GPU Acceleration
ArcFlow provides three distinct execution innovations for high-performance world model queries:
- ArcFlow Graph Kernel — executes graph algorithms as a single parallel pass across all nodes simultaneously, not as sequential edge traversals
- ArcFlow Adaptive Dispatch — routes every operation to the fastest available hardware at runtime, cost-model driven, zero configuration
- ArcFlow GPU Index — a pointer-free spatial index designed for direct GPU traversal without transformation
The developer writes one query. These three layers work together to pick the fastest path.
CALL algo.pageRank()ArcFlow Graph Kernel#
Most graph databases walk the graph one edge at a time: visit a node, follow an edge, visit the next. That is sequential, cache-hostile, and does not map to GPU hardware.
The ArcFlow Graph Kernel processes algorithms differently. The world model is held as a compact parallel structure — every algorithm executes as a single pass across all nodes simultaneously, not a recursive walk. PageRank, BFS, connected components, community detection, triangle counting — each runs as one parallel operation. This maps directly to GPU thread blocks and enables the speedups below.
The same kernel runs on CPU when no GPU is present. The parallel structure is inherently more efficient than pointer-chasing traversal on any hardware.
ArcFlow Adaptive Dispatch#
ArcFlow Adaptive Dispatch measures available hardware at startup and routes each operation to the fastest available backend based on a live cost model:
- Small graphs (< 200 nodes) — CPU path (dispatch overhead exceeds GPU benefit at this scale)
- Apple Silicon (macOS / iOS) — Metal GPU. Unified memory means no CPU→GPU copy overhead — CPU and GPU read the same physical memory.
- NVIDIA GPU (Linux / Windows) — CUDA GPU. Dynamic driver loading — no compile-time GPU dependency, same binary runs everywhere.
- CPU fallback — ArcFlow's parallel CPU implementation when no GPU is present.
The cost model accounts for kernel launch overhead, memory bandwidth per device, and algorithm parallelism characteristics. There are no hardcoded thresholds — routing adapts to the actual hardware measured at runtime.

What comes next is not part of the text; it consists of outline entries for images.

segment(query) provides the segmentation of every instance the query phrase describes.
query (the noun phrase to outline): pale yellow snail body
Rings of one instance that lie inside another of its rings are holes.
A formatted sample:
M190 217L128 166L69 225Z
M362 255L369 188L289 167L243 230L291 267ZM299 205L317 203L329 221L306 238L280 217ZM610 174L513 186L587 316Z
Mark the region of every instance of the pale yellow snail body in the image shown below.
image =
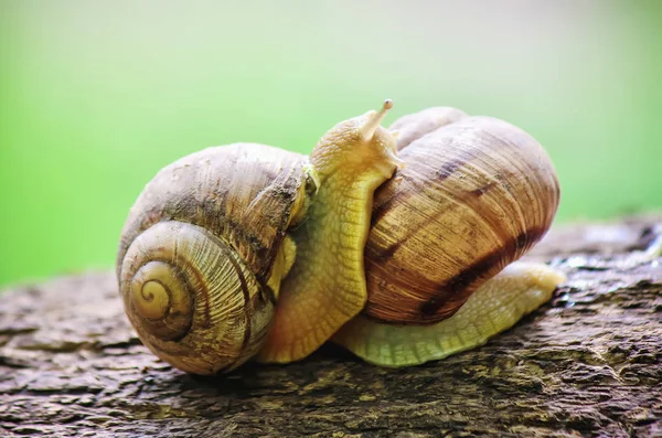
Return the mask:
M337 125L309 158L239 143L159 172L117 263L142 342L199 374L296 361L332 336L403 366L545 302L563 276L513 263L558 205L540 145L451 108L403 117L396 141L378 126L388 108Z

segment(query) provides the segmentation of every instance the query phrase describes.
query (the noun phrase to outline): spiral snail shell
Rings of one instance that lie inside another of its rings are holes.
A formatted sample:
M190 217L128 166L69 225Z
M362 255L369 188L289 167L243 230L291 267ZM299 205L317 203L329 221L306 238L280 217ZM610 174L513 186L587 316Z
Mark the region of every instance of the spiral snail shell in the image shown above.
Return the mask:
M329 339L403 366L484 343L563 275L517 263L559 188L542 147L452 108L333 127L309 157L255 143L161 170L131 209L117 275L142 342L172 365L291 362Z

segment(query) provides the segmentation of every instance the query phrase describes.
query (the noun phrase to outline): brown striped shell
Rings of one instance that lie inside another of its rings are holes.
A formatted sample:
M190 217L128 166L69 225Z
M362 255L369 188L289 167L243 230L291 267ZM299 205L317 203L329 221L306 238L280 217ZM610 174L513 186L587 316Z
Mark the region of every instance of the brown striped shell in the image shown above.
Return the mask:
M434 323L547 232L558 180L543 148L505 121L430 108L391 129L407 167L375 192L364 314Z
M253 356L287 274L286 229L306 209L306 158L255 143L209 148L161 170L125 224L117 276L140 340L197 374Z

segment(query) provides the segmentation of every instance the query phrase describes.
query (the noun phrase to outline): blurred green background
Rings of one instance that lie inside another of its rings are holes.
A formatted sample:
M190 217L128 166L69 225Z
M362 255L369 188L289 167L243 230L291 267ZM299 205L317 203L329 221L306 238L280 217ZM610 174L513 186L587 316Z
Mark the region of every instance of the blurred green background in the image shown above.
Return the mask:
M169 162L396 106L509 120L559 222L662 206L662 1L0 0L0 285L110 268Z

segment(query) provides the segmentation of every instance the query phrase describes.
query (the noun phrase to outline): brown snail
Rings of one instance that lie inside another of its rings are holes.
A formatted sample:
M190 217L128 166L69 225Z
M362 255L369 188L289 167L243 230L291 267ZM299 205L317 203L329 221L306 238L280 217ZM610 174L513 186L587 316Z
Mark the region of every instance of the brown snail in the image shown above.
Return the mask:
M404 366L480 345L548 300L563 275L515 261L558 206L542 147L452 108L388 130L391 107L338 124L310 157L236 143L161 170L117 258L142 342L199 374L300 360L329 339Z

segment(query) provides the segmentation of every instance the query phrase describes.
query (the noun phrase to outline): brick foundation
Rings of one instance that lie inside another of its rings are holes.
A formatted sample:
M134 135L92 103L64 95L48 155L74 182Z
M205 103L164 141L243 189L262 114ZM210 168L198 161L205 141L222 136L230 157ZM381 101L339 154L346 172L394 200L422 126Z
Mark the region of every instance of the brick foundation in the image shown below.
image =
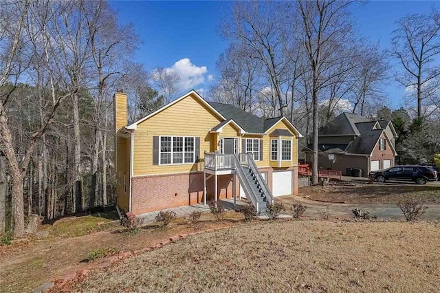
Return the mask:
M260 172L265 173L267 187L272 189L272 168L262 168ZM298 175L298 167L294 167L294 175ZM208 175L206 175L207 177ZM234 175L217 177L217 198L233 198ZM214 176L206 182L206 200L214 199ZM297 176L293 176L294 191L298 194ZM240 182L236 178L237 197L240 194ZM131 211L137 215L160 210L165 208L188 206L204 201L204 173L169 174L133 178Z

Zero configuration. The same GQL query runs identically on a laptop, a workstation, or a GPU cluster.
Measuring on your hardware#
Performance depends on host CPU/GPU/memory characteristics and graph shape. Rather than quote per-host numbers that decay, ArcFlow ships a benchmark harness so you can measure on the hardware you'll actually deploy on:
# From the ozinc/arcflow repo:
cargo bench --bench algo # CPU + GPU comparisons across algorithms
cargo run --bin metal_baseline # Apple Silicon Metal-specific baselineGPU speedup is most pronounced for algorithms with high parallelism (community detection, triangle counting). For simpler traversals the CPU path is already fast — GPU dispatch adds value when the graph is large and the algorithm is inherently parallel.
ArcFlow GPU Index#
Spatial queries require a different execution path from graph algorithms — a spatial index, not graph traversal. ArcFlow Adaptive Dispatch routes spatial queries across four lanes based on candidate count and GPU transfer cost:
| Lane | When | Typical use |
|---|---|---|
CpuLive | ≤ 500 candidates | LIVE queries, real-time tracking |
CpuBatch | > 500 candidates (CPU faster than transfer) | Analytics, replay |
GpuLocal | > 50K candidates, fits single GPU | High-density spatial |
GpuMulti | Exceeds single GPU memory | Stadium-scale entity tracking |
The ArcFlow GPU Index is the structure that makes GpuLocal and GpuMulti lanes possible. It is a pointer-free spatial index designed specifically for GPU traversal — transferring directly to GPU memory without transformation. Traditional pointer-based spatial indexes contain virtual memory addresses that are meaningless to GPU threads; the ArcFlow GPU Index eliminates this boundary entirely.
Multi-GPU Partitioning#
Spatial data is partitioned across GPU devices by a stable hash of node_id. Queries spanning partition boundaries fan out to all relevant GPUs and merge results. Devices connected via high-bandwidth GPU interconnects form peer islands — within an island, work-stealing happens without PCIe transfer cost.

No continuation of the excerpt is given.